ABSTRACT

Peter Nyers has suggested that the title of this special issue, ‘What’s left of citizenship?’, can be interpreted in at least two ways. On the one hand, it is a question of what remains of citizenship after the securitization of political communities which followed, or was greatly reinforced by, 9/11. It is also, we might add, a question of what remains after the neo-liberal reforms of the latter part of the twentieth century. On the other hand, it is a question of what is to the left of the citizenship which has been fostered by these changes. What is there in the concept and the practices of citizenship which can serve as a vehicle for resisting, or at least for deploring, what citizenship has now become, and what scope does it provide for progressive alternatives? The papers included here have shown how securitization has served to nor-

malize new techniques of control and surveillance; suggested that it establishes a new relationship between sovereignty and bio-power; offered a fresh and revealing perspective on securitization through comparison and contrast with an earlier regime of social security; and argued that the neo-liberal subject is itself predicated on a subject of a rather different kind, the neurotic subject, and that it is this subject which programs of securitization have directly targeted. There is much in these papers which is valuable and instructive, and not a lot which I would wish to dispute. Rather than engage directly with the detail of their arguments, then, my comments suggest another, complementary, perspective from which the contemporary condition of citizenship might be viewed. I can introduce this perspective by noting, first, that most academic writings

on citizenship focus on developments in a small number of Western states or in the European Union, and these four papers offer no exception.
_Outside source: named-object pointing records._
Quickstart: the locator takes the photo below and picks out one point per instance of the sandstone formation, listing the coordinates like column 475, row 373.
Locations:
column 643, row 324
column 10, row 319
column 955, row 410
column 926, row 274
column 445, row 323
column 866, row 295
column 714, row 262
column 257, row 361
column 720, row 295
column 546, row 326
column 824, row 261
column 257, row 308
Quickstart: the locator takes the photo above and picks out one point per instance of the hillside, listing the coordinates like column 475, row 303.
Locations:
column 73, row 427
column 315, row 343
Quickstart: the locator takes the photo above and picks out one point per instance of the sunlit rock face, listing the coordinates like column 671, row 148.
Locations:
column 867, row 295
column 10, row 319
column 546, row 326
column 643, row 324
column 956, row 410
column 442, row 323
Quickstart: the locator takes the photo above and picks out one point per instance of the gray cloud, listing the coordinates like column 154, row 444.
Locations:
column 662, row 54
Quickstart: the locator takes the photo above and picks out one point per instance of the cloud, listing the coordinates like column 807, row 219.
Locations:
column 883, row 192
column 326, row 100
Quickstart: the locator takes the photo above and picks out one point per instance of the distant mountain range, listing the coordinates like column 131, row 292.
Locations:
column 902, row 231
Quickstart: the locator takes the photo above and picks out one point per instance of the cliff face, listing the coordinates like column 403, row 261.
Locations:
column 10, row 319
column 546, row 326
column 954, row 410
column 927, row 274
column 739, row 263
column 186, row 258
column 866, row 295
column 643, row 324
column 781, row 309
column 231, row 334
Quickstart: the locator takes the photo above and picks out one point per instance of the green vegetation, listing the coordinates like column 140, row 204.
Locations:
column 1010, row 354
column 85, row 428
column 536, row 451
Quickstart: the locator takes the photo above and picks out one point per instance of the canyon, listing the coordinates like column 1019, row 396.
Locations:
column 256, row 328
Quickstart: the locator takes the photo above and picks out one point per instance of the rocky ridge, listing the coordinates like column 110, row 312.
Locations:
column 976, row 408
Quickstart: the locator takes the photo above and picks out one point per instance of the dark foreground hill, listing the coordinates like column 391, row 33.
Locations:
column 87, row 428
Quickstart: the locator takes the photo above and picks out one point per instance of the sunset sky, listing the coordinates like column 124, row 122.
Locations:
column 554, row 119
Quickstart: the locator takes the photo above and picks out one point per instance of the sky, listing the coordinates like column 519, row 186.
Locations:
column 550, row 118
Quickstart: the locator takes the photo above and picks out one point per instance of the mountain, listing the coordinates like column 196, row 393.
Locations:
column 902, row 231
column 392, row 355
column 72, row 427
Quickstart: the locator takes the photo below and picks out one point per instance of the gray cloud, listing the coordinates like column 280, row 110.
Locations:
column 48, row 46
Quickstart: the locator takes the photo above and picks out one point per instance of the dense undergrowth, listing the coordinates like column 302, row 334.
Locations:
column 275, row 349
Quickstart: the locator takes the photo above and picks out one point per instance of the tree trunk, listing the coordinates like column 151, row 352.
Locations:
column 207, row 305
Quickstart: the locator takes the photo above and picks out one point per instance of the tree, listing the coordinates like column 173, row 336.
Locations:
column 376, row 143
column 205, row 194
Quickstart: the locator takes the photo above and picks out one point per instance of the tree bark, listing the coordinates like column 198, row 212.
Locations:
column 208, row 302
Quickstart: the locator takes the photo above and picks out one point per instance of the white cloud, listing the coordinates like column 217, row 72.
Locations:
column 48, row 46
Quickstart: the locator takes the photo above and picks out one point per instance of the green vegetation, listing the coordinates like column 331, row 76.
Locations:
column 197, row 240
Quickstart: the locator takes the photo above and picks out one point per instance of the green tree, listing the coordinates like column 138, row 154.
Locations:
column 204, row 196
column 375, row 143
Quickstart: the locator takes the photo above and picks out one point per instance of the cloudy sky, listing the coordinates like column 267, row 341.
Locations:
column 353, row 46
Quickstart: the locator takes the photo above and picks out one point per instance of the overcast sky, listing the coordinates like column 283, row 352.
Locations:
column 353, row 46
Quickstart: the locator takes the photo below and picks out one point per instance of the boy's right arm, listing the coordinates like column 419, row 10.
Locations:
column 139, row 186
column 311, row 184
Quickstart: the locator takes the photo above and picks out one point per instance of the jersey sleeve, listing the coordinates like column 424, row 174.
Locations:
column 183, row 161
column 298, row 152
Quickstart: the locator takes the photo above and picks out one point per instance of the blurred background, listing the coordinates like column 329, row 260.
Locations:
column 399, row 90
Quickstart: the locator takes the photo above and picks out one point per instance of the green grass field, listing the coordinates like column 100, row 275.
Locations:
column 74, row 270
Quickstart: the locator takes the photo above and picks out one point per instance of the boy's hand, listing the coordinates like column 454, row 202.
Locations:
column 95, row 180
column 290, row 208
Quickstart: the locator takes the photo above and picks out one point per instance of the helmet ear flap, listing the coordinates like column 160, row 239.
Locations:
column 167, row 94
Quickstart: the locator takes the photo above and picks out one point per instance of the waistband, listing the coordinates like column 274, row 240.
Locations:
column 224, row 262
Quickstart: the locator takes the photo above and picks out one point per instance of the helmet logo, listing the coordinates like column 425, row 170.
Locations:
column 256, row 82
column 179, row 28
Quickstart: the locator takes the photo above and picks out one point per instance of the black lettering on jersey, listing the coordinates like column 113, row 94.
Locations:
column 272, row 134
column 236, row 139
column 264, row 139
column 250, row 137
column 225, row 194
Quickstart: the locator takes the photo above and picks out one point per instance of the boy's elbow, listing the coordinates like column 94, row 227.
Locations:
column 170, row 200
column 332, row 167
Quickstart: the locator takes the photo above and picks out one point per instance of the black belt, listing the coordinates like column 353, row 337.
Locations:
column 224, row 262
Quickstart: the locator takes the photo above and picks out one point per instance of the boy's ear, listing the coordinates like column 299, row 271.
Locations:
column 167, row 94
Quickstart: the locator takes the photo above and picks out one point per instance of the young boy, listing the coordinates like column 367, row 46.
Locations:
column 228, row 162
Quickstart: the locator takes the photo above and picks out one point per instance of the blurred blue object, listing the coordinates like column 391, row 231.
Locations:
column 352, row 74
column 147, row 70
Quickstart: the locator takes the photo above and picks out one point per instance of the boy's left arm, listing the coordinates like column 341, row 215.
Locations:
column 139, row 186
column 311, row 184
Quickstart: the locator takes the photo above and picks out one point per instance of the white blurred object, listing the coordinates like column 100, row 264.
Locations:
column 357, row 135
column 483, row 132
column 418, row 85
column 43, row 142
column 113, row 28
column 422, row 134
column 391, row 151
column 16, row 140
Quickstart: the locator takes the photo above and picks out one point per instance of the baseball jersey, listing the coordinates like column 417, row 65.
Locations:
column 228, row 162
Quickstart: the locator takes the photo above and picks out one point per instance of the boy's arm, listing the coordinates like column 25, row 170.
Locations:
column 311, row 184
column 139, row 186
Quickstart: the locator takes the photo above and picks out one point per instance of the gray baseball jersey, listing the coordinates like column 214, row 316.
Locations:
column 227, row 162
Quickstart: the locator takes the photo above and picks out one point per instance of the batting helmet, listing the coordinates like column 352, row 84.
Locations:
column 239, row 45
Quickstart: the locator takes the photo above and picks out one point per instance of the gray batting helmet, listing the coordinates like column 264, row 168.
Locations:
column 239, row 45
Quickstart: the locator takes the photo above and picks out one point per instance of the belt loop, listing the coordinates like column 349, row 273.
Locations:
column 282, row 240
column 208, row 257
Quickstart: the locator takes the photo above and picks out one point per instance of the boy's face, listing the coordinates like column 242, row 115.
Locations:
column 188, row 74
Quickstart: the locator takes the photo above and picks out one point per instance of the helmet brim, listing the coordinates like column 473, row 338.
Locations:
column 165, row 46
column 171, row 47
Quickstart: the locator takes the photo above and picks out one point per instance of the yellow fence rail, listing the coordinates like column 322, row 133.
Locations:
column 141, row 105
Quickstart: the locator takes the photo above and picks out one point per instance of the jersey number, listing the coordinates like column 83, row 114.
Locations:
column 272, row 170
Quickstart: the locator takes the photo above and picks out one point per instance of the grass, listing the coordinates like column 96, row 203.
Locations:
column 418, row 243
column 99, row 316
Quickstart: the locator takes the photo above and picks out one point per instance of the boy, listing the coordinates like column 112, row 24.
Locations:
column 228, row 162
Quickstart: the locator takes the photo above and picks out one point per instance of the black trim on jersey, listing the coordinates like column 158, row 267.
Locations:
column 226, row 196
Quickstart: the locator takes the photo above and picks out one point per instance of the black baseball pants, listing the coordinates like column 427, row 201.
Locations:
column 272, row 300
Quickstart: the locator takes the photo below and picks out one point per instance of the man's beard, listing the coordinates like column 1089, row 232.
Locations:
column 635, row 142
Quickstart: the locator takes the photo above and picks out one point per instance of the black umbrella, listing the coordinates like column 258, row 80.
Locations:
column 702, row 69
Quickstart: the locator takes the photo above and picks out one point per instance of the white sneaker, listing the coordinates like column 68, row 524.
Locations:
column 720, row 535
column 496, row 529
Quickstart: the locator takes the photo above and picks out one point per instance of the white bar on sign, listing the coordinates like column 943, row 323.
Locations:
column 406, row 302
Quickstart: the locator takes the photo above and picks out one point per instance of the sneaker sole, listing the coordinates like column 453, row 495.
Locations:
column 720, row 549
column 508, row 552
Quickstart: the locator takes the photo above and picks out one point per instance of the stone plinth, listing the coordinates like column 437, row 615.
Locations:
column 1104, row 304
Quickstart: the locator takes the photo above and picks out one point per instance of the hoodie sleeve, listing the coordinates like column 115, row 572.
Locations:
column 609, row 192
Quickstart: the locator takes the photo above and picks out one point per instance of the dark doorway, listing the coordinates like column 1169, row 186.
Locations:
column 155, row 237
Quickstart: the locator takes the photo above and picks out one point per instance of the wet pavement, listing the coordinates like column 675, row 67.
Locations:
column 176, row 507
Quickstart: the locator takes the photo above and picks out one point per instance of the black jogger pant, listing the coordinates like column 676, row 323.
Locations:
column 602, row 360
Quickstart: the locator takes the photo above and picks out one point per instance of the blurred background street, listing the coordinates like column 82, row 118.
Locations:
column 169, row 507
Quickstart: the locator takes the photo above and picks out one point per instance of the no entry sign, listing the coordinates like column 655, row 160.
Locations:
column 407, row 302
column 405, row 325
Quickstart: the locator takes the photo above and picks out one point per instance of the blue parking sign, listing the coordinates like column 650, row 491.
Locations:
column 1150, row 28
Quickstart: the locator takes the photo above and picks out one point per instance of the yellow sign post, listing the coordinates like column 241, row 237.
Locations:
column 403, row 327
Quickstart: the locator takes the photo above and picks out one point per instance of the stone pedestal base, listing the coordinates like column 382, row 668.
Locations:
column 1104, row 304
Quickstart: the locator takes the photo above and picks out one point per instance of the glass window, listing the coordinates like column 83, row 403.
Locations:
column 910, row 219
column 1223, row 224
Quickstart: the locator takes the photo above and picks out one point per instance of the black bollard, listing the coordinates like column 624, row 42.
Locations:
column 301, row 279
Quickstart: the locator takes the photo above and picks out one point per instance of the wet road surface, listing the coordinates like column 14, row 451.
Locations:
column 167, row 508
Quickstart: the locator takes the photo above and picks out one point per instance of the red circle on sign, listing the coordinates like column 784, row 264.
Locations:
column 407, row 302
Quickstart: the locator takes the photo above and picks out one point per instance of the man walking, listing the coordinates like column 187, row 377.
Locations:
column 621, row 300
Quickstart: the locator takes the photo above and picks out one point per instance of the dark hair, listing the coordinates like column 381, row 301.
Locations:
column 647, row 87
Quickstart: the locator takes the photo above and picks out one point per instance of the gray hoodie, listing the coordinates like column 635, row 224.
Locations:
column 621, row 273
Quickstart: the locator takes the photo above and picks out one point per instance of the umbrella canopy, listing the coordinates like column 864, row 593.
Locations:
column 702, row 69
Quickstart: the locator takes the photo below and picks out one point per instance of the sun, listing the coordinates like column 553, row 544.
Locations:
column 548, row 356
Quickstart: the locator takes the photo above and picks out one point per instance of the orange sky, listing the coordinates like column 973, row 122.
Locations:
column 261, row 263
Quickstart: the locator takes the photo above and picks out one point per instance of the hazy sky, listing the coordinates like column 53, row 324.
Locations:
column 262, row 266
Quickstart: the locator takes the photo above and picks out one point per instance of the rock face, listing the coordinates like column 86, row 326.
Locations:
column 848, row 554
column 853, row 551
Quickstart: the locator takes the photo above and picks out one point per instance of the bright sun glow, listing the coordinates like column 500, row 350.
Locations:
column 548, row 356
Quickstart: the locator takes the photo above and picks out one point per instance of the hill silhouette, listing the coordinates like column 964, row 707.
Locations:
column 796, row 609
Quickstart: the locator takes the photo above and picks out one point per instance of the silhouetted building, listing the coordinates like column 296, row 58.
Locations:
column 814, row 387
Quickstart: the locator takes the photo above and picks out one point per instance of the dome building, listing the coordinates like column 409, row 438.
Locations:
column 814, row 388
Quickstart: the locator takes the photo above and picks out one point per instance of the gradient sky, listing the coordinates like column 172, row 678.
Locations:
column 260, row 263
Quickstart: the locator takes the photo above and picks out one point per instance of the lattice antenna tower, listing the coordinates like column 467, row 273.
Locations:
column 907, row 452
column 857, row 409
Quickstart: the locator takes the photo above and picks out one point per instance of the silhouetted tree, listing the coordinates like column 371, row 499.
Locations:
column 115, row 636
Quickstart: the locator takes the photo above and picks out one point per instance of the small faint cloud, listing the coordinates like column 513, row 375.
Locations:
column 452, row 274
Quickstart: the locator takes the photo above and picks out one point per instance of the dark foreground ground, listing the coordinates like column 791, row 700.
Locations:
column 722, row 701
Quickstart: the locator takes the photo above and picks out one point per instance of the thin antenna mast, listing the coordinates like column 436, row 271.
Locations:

This somewhat parochial focus is hardly surprising, given the weight of academic resources gathered together in these states. It is necessary and important that we examine conditions where we live, and sometimes that we campaign to change them. We should also recognise, however, that this concentration of resources itself reflects the privileged position of these states in the international order. It is all the more important, then, that these states should not appear as the unmarked terms in our discussion. We should take care not to treat what is happening to citizenship in the prosperous Western states, and still less in the English-language ones

among them, as if these developments were somehow typical of the condition of citizenship in the world today, or represented its future. I note, secondly, that both interpretations of our organizing question, ‘What’s

left of citizenship?’, rest on the positive valorization of a certain – unsecuritized, pre-neoliberal – understanding of citizenship, on the view that, suitably understood, citizenship is clearly a good thing. My aim is to unsettle this valorization by focusing first, on the divisive or exclusive character of citizenship regimes, and secondly, on the negative view of other ways of life which this valorisation of citizenship commonly suggests. I have discussed the first issue elsewhere and will deal with it only briefly here. The second has a continuing relevance in the international sphere, but it has a particular bearing on the condition of indigenous peoples in Canada and the United States (and, indeed, throughout the Americas) and in Australia, where I now live (Helliwell and Hindess 2002). Before we turn to these issues, however, the first section of this paper distinguishes two very different ways in which the valorization of citizenship has come to be associated with progressive politics: through the relatively modest, contextual view that the promotion of citizenship has often seemed like a good idea in the circumstances, and through the more ambitious, universalistic view that citizenship is a desirable end for all of humanity.